LEARNING TO FISH
The Joys Of The Well-Stocked Photolibrary
I am just coming to the end of an MA in Photographic History which I have been taking part-time at De Montfort University in Leicester. A couple of years ago I was looking around for a way of extending my photographic activities. I thought about a degree in photography but found the prospectuses offputting. I made a deal with myself: if I could find one that I understood from beginning to end then I would apply for the course. I never found one. But in searching I did come across the MA. It seemed to address the question that I asked myself every time I took a photograph: what am I doing when I press the shutter button? What is a photograph? The MA course looks at that question from many angles: technical, historical, ethnographic, theoretical, anthropological and so on. Then it teaches you the research methods to come up with your own answer.
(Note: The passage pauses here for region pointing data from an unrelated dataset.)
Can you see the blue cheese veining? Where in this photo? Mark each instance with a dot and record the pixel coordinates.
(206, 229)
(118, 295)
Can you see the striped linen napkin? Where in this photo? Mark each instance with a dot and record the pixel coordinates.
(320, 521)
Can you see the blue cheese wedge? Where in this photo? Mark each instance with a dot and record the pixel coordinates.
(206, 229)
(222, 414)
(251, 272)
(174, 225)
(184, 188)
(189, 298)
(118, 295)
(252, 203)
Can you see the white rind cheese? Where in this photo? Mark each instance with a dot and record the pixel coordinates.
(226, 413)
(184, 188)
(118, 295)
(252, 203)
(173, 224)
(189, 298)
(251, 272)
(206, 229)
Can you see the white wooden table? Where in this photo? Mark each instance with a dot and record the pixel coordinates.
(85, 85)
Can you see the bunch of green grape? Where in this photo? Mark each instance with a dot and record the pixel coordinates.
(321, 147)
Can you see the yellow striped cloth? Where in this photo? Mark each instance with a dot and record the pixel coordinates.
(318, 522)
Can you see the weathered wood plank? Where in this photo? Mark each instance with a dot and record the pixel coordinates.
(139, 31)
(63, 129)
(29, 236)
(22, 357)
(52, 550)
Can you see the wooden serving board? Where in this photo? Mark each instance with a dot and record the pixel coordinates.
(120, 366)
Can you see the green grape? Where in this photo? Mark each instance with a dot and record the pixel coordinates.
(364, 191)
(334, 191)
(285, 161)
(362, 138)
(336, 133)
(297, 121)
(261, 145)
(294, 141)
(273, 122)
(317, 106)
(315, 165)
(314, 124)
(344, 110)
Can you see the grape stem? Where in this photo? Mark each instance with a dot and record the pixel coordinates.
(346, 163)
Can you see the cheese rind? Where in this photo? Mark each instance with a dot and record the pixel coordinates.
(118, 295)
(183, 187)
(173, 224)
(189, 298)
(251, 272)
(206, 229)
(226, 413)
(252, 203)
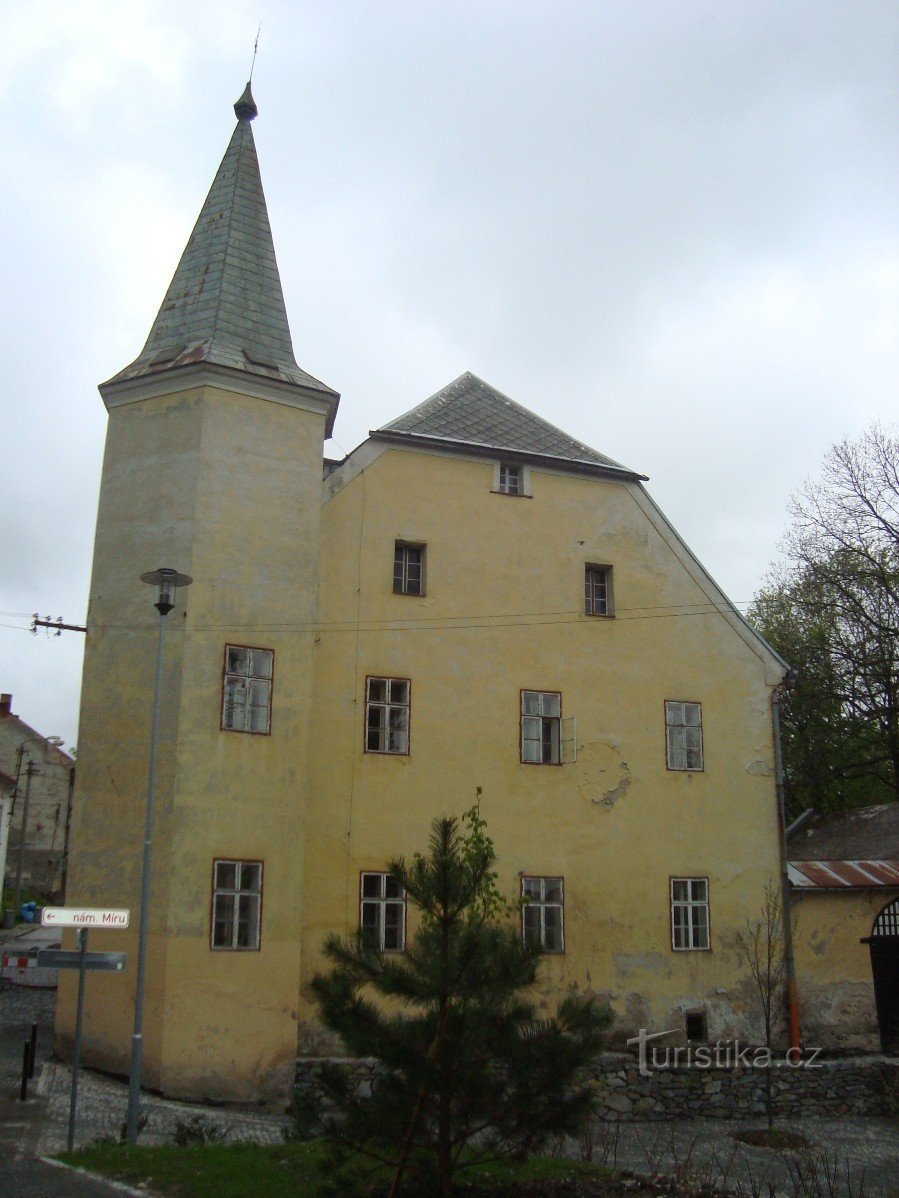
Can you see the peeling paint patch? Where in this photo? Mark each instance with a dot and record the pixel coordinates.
(628, 963)
(760, 769)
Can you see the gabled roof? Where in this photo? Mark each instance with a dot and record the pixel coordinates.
(472, 416)
(224, 304)
(843, 875)
(860, 834)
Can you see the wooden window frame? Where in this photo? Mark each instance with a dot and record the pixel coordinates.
(236, 893)
(688, 905)
(227, 673)
(400, 567)
(379, 903)
(681, 726)
(605, 605)
(545, 720)
(541, 903)
(387, 706)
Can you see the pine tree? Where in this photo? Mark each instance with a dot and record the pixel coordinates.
(466, 1072)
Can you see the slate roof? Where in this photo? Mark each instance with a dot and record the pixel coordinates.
(224, 304)
(862, 834)
(470, 415)
(843, 875)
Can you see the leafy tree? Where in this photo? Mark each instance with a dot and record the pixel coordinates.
(466, 1071)
(762, 947)
(833, 613)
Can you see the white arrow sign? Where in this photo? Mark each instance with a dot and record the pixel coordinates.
(84, 917)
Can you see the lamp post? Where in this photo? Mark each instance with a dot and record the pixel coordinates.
(167, 581)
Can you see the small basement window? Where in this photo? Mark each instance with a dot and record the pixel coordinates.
(697, 1027)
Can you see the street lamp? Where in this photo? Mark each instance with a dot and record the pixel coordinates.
(167, 581)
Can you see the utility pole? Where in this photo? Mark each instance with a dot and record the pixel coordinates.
(30, 770)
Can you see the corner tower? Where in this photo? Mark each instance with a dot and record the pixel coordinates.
(213, 467)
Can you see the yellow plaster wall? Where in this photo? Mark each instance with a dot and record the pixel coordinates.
(504, 611)
(833, 968)
(223, 488)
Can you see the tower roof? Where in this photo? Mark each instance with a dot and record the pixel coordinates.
(224, 304)
(471, 415)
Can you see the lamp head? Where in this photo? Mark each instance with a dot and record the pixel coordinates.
(168, 581)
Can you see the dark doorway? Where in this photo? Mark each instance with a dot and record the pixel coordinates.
(884, 943)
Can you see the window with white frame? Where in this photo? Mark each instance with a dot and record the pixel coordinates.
(387, 715)
(408, 569)
(689, 913)
(236, 903)
(247, 689)
(541, 727)
(382, 911)
(511, 480)
(542, 913)
(683, 734)
(597, 590)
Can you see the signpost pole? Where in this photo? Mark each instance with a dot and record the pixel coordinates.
(77, 1046)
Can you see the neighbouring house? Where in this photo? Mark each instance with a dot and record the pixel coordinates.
(844, 879)
(471, 606)
(36, 778)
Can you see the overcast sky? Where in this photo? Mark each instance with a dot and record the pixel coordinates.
(669, 228)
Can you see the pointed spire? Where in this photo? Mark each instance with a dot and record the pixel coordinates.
(224, 304)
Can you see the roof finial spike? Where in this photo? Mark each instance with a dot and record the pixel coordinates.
(255, 47)
(246, 107)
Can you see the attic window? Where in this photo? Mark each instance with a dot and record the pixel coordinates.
(259, 358)
(167, 355)
(511, 478)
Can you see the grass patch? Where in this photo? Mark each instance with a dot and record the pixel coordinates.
(306, 1169)
(777, 1138)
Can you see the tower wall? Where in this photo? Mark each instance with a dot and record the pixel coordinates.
(223, 486)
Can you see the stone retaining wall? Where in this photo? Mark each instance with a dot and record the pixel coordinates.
(860, 1087)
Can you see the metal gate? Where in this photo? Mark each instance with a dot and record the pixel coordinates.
(884, 943)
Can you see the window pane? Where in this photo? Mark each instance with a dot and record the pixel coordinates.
(237, 660)
(553, 929)
(532, 924)
(372, 885)
(225, 876)
(249, 875)
(261, 663)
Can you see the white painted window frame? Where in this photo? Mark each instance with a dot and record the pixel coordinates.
(245, 899)
(390, 899)
(535, 906)
(689, 915)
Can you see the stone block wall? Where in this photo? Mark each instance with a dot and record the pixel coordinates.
(858, 1087)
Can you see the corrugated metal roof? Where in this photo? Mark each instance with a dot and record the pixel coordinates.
(843, 875)
(471, 413)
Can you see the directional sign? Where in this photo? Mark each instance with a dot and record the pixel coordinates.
(84, 917)
(68, 958)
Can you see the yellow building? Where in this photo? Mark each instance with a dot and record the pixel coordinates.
(844, 876)
(471, 604)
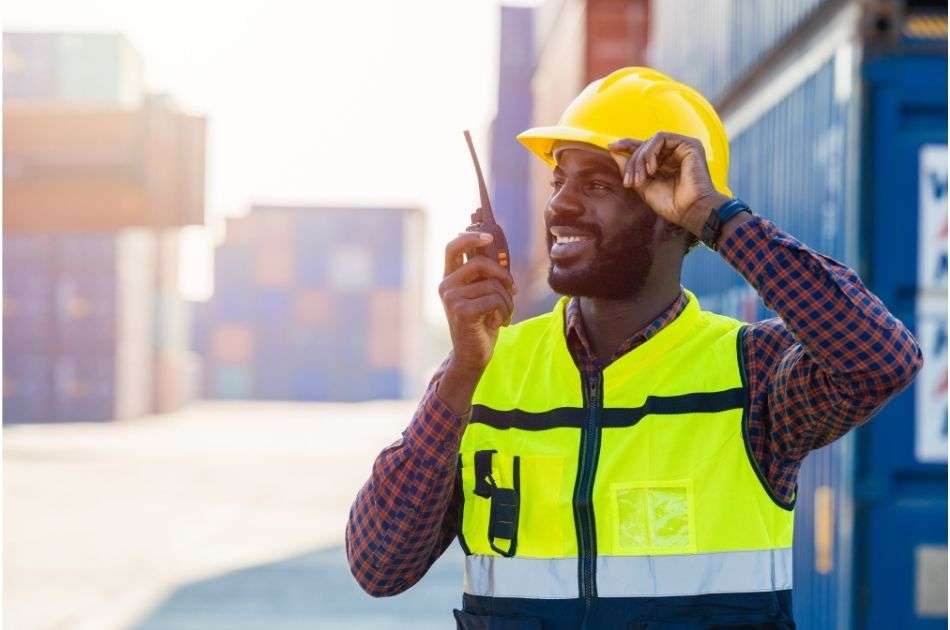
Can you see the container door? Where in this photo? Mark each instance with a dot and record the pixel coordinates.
(901, 486)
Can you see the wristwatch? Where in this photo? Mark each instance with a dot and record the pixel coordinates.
(718, 218)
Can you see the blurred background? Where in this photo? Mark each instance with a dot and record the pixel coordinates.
(222, 238)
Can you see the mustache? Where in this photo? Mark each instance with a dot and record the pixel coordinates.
(590, 228)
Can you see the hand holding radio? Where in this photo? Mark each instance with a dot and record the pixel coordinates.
(477, 292)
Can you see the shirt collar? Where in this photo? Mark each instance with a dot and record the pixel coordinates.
(576, 333)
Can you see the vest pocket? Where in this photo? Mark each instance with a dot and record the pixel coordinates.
(512, 504)
(654, 517)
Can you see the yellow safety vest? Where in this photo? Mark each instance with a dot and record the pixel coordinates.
(637, 482)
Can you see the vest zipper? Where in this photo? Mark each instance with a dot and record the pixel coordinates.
(584, 491)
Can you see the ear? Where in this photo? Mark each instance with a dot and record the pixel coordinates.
(671, 231)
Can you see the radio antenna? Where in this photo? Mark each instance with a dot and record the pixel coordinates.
(482, 189)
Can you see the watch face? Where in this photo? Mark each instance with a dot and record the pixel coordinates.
(710, 232)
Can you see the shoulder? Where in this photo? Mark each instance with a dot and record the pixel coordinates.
(530, 331)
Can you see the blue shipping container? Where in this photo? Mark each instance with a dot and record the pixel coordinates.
(727, 38)
(871, 531)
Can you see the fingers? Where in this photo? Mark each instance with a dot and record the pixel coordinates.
(484, 305)
(479, 289)
(649, 158)
(478, 267)
(464, 243)
(473, 301)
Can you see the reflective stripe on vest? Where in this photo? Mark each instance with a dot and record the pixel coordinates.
(632, 576)
(639, 483)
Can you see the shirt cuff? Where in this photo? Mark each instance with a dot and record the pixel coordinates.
(745, 247)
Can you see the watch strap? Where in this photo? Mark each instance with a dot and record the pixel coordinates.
(712, 229)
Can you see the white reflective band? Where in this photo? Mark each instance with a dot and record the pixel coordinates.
(632, 576)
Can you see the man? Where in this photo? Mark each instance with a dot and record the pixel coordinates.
(628, 460)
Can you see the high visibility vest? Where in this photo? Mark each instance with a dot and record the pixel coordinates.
(636, 484)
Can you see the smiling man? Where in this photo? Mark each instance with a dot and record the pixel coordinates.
(628, 459)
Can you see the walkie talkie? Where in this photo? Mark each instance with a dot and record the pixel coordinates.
(484, 221)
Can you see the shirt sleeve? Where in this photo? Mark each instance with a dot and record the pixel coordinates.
(406, 514)
(831, 359)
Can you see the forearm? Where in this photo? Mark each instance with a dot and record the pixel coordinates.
(853, 354)
(406, 514)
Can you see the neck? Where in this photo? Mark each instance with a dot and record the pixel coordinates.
(610, 322)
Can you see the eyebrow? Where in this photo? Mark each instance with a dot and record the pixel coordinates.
(600, 169)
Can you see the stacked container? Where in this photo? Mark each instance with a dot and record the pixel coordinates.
(77, 68)
(837, 114)
(316, 304)
(97, 181)
(510, 163)
(76, 326)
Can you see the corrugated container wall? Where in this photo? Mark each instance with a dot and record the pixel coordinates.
(316, 304)
(736, 35)
(841, 141)
(71, 68)
(510, 163)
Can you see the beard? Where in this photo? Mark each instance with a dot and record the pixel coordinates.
(620, 266)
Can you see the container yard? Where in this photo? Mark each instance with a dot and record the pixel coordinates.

It has hugely deepened my understanding of the subject and of photographic practices even though I am in many ways still only scratching the surface. Best of all about the course though was that it gave me the chance to browse at will in a well-stocked photographic library. I have spent hours in that library not only pursuing my researches but also pulling books down almost at random, just because the title appealed to me or the author’s name was vaguely familiar. Often I branched out into other sections of the library too: design, visual culture, website design, art history, optics, you name it. As I come to the end of the course I can’t help thinking of that quote from Tolstoy: “If you give a man a fish you feed him for a day but if you teach him to fish you feed him for life.”